Friday 27 June 2008

Review: 'Inextinguishable' by James W. Wood


What is inextinguishable in James Wood's third chapbook? The Carl Nielsen quote on the inside cover, repeated in the final poem, suggests two things: music and life. The majority of Wood's poems, however, don't take their cue from that at all; instead what is inextinguishable is loss, pain, memory. Music and life are instead defiant forces, life in particular easily doused. This seems pointedly clear in Catherine Wheel:

"in that silence, only trees
and blackness and your mind
like a firework, wheeling crazily

in the middle of that sunless wood
where you stopped the car, full of pills ..."

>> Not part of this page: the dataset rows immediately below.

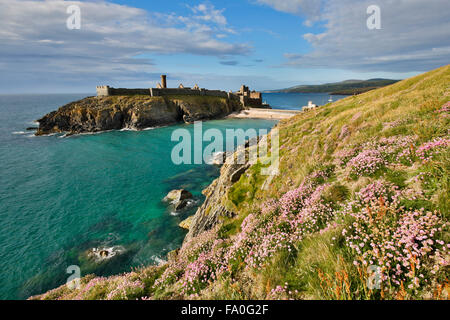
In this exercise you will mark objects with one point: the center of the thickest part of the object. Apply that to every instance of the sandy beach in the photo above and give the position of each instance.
(256, 113)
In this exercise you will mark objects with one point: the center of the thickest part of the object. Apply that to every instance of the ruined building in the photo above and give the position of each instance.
(247, 98)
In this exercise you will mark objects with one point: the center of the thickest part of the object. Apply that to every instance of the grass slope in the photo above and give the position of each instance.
(362, 196)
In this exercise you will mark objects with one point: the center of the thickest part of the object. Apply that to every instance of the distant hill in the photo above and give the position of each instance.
(348, 87)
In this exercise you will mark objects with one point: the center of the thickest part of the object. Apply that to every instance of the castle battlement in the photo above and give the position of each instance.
(246, 96)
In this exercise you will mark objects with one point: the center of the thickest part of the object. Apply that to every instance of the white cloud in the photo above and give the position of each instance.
(308, 8)
(36, 44)
(414, 36)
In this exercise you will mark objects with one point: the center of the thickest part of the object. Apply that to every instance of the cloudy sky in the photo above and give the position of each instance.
(267, 44)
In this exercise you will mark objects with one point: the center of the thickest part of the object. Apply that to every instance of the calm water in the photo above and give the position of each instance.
(60, 197)
(296, 101)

While the immutability of suffering is succinctly reviewed in Self-Help:

"Her failure was not a path to the future,
her pain was not discovery. It was failure,
it was pain."

Raw stuff, and to the point. Inextinguishable has an I.M. dedication to Robert Anderson Wood, while another of its poems, The Craws, is in turn I.M. Alexander Wood. Though only two of the poems deal directly with death, it is foreshadowed in many of the others through bleak contemplation of lost opportunities and time passing, most pertinently in Afternoon Nap, in which the protagonist's ambiguous loss of consciousness is preceded by lines like "knowing that this day was done, or wasted" and "He should have written letters/but didn't". Time is played with here the same way it is in Simon Armitage's 2006 poem Evening, and again in After She Leaves where the 'after' could be anything from a few moments to decades.

As with his last collection, The Theory of Everything, Wood's lucidity is one of his greatest strengths. Contemporary poetry is flooded with collections that intellectualise death, seeking new profundity in its wilderness. Wood doesn't pursue the same holy grail; his responses are often surprising in their ordinariness and bitter honesty. Take this from The Craws:

"... You were
no prize-winner, sportsman or great thinker,

just a man like any other; and one
whose life asks us for little grieving."

Try reading that out at a funeral.

Wood's poems have here been paired up with the work of fourteen young artists from Edinburgh College of Art's Illustration Department, part of Knucker Press' self-appointed mission to publish collaborations "where word and image are mutually enriching". The layout is very effective, with the exception of a page which appears to be at too low a resolution. Many of the illustrations, however, are disappointingly literal, depicting the very scene or character the poem describes. The ones that work best are Toby Cook's not-quite-realist interpretation of Down the Drain and Genevieve Ryan's collage-esque The Craws, which swallows the poem in its sky, while it seems an odd choice to relegate Anna Kriger and Marc Noble's pieces to the contents page and back cover respectively when these do the best job of matching Wood's bristlingly dark tone.

Buy Inextinguishable from Knucker Press

2 comments:

Rob said...

Sounds excellent, although I'd expect that of James after The Theory of Everything.

Matt Merritt said...

Splendid review - I've enjoyed the chapbook very much.